Well, all of it really.
I presume that lib/redparse.rb is the "real" parser (I also found
lib/redparse/babyparser.rb and babynodes.rb)
Yes, that's right. babyparser.rb is an example of a minimal (3 rule)
parser using this system, and can make a good place to start trying to
understand the full-blown parser.
It's a monolithic file, and it was hard even to see where the grammar
began. I believe it's here:
Unfortunately, there's a lot of experimental stuff which shouldn't be
in there, related to my attempt to write a proper parser compiler.
[
-[UNOP, Expr, lower_op]>>UnOpNode,
-[DEFOP, ParenedNode]>>UnOpNode,
-[Op(/^(?:unary|lhs|rhs)\*$/), ValueNode, lower_op]>>UnaryStarNode,
... etc
These are indeed the rules. The general form is of a rule is
-[ patterns to search for on the top of parse stack ] >>
NodeTypeTheyGetReplacedWith,
These 3 rules deal respectively with (most) unary operators, the
defined? operator, and unary star operators. (What's found to the
right of the >> is generally a pretty good clue as to what a
particular rule is doing. (But not always in the case of stack
monkeys...)) UNOP, DEFOP, Expr, lower_op and the like are defined
above in the definitions section.
Altho the action to take on finding a pattern on the parse stack is
not always to reduce the matched portion of the stack into a Node. For
instance, here:
and an example of a larger rule is like this:
-[NumberToken&-{:negative=>true}, Op('**').la]>>
stack_monkey("fix_neg_exp",2,Op("-@",true)){|stack|
#neg_op.unary=true
num=stack[-2]
op=OperatorToken.new("-@",num.offset)
# op.startline=num.startline
stack[-2,0]=op
num.ident.sub!(/\A-/,'')
num.offset+=1
},
That's not really what I'd call a larger rule, merely (alas) a longer
one... This is an example of one of many relatively unimportant rules
with which the parser must unfortunately be littered. This particular
example fixes up the precedence of expressions like -2**10. '-2' is
normally lexed as one single numeric token, as is normal in most
languages. In this one special case, however, the -@ must actually be
made lower precedence than **. The implementation of this fixup can't
be neatly shoehorned into a Node constructor, however, so special
imperative code (a 'stack monkey') had to be written to fiddle with
the parse stack directly.
I have no idea how to (a) understand, or (b) modify that. I can see
there is quite a lot of Ruby operator abuse going on, but without
defined semantics.
I would call that a 'DSL'. Most of the special operators and other
unusual syntax are defined in my pattern matching language, Reg, which
is a different project. Reg is moderately well documented, but that's
in a whole other directory.
At least with racc, it's extremely well documented, in the sense that I
have a printout of the yacc manual to refer to.

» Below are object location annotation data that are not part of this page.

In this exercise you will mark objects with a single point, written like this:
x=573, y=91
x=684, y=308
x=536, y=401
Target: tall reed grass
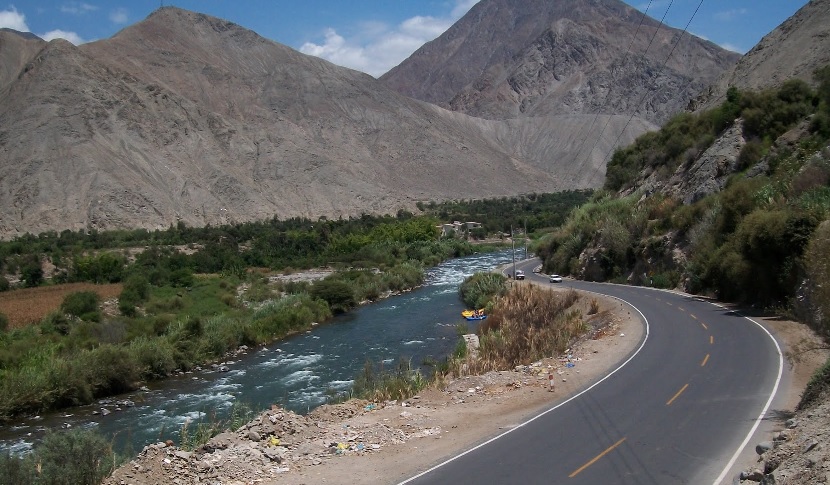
x=528, y=323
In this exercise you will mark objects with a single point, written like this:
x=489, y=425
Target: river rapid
x=298, y=373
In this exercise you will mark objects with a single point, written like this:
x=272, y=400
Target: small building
x=458, y=228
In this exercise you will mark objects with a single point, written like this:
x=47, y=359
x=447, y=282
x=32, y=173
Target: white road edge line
x=766, y=406
x=534, y=418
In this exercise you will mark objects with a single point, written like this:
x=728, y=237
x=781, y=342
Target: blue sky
x=369, y=35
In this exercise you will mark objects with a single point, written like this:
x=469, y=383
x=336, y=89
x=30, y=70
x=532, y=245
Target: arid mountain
x=16, y=48
x=794, y=49
x=186, y=117
x=516, y=58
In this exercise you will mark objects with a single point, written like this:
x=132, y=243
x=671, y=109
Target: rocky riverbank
x=362, y=442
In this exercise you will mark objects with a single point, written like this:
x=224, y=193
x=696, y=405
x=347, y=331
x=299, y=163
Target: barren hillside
x=525, y=58
x=187, y=117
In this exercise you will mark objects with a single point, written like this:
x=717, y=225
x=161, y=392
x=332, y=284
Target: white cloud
x=727, y=15
x=62, y=34
x=78, y=8
x=378, y=48
x=119, y=16
x=12, y=19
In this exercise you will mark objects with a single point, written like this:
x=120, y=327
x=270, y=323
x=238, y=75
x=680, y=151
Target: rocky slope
x=509, y=58
x=186, y=117
x=793, y=50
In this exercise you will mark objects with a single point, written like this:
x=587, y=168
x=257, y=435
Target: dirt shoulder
x=371, y=443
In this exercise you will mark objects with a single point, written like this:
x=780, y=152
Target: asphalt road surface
x=678, y=411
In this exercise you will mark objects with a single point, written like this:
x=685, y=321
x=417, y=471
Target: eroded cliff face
x=189, y=118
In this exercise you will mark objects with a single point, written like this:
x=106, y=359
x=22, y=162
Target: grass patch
x=527, y=324
x=29, y=306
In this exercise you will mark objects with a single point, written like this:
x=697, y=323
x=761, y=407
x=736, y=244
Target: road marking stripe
x=608, y=450
x=647, y=331
x=677, y=395
x=766, y=406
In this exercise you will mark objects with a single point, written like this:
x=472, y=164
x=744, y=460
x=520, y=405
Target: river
x=298, y=373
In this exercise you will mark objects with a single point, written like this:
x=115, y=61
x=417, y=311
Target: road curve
x=678, y=411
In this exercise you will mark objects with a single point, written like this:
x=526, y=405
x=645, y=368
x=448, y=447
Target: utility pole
x=513, y=242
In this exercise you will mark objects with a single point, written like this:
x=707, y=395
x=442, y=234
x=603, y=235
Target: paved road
x=676, y=413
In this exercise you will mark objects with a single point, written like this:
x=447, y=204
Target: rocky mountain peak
x=518, y=58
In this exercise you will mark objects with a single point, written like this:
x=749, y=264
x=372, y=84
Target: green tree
x=337, y=293
x=32, y=274
x=82, y=304
x=77, y=457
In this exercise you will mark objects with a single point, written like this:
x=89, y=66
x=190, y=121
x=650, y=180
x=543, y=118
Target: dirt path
x=373, y=443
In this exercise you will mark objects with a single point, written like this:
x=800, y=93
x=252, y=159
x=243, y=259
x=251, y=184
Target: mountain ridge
x=185, y=117
x=567, y=56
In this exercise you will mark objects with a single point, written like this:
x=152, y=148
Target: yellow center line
x=583, y=467
x=677, y=395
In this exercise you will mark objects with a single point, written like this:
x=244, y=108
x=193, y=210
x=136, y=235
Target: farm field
x=29, y=305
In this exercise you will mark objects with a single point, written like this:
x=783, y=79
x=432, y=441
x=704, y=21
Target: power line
x=650, y=42
x=611, y=87
x=647, y=92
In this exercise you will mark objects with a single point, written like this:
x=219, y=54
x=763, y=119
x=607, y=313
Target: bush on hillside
x=82, y=304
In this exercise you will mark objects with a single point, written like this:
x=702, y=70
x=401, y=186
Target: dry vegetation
x=529, y=323
x=29, y=305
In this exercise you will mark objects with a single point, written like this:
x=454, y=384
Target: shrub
x=527, y=324
x=479, y=289
x=153, y=356
x=337, y=293
x=77, y=457
x=817, y=387
x=750, y=154
x=817, y=266
x=17, y=470
x=82, y=304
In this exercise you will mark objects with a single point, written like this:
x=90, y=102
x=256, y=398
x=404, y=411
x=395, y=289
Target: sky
x=370, y=35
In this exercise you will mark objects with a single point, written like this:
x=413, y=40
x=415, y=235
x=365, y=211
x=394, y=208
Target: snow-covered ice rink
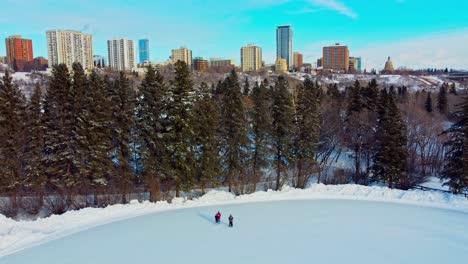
x=322, y=224
x=312, y=231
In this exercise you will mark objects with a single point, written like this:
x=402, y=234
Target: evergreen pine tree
x=75, y=126
x=453, y=89
x=123, y=113
x=246, y=87
x=455, y=170
x=97, y=121
x=307, y=130
x=60, y=159
x=12, y=140
x=357, y=101
x=152, y=108
x=390, y=162
x=34, y=170
x=283, y=118
x=180, y=129
x=371, y=95
x=261, y=130
x=207, y=138
x=428, y=103
x=442, y=104
x=233, y=130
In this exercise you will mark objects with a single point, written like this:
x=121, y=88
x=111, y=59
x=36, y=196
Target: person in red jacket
x=218, y=217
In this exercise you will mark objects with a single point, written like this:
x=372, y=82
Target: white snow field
x=321, y=224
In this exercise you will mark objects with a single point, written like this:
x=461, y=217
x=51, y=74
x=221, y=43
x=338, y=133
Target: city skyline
x=373, y=31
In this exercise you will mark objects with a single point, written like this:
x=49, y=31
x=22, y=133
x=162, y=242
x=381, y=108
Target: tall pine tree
x=97, y=119
x=455, y=170
x=12, y=128
x=442, y=101
x=390, y=162
x=123, y=114
x=180, y=129
x=261, y=131
x=307, y=131
x=428, y=103
x=35, y=143
x=234, y=130
x=152, y=123
x=283, y=118
x=207, y=138
x=60, y=138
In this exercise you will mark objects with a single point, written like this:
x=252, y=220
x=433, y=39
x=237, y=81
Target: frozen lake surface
x=295, y=231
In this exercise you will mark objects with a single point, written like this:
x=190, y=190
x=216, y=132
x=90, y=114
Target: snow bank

I just couldn't ever get yacc to do what I wanted it to do,
personally. Lots of other people have had more luck....
I would like some day (if I ever have time) to split out the parser
construction tool aspects or redparse from the actual ruby parser
itself, and package and document the parser compiler/interpreter
better. For now, altho I have made an effort to make the interface to
RedParse fairly clear and well described, the internals I simply
didn't even try to explain....
So no doubt RedParse is a fine ruby parser, and generates a fine object
tree as its output. But it's not so good for me as a starting point for
building languages which inherit some of ruby flavour, but are
significantly different.
I can explain more IF you're interested, but it does seem like you
know where you want to go right now.
I'd still like to hear more about this language(s) you're trying to
make, if you want to tell.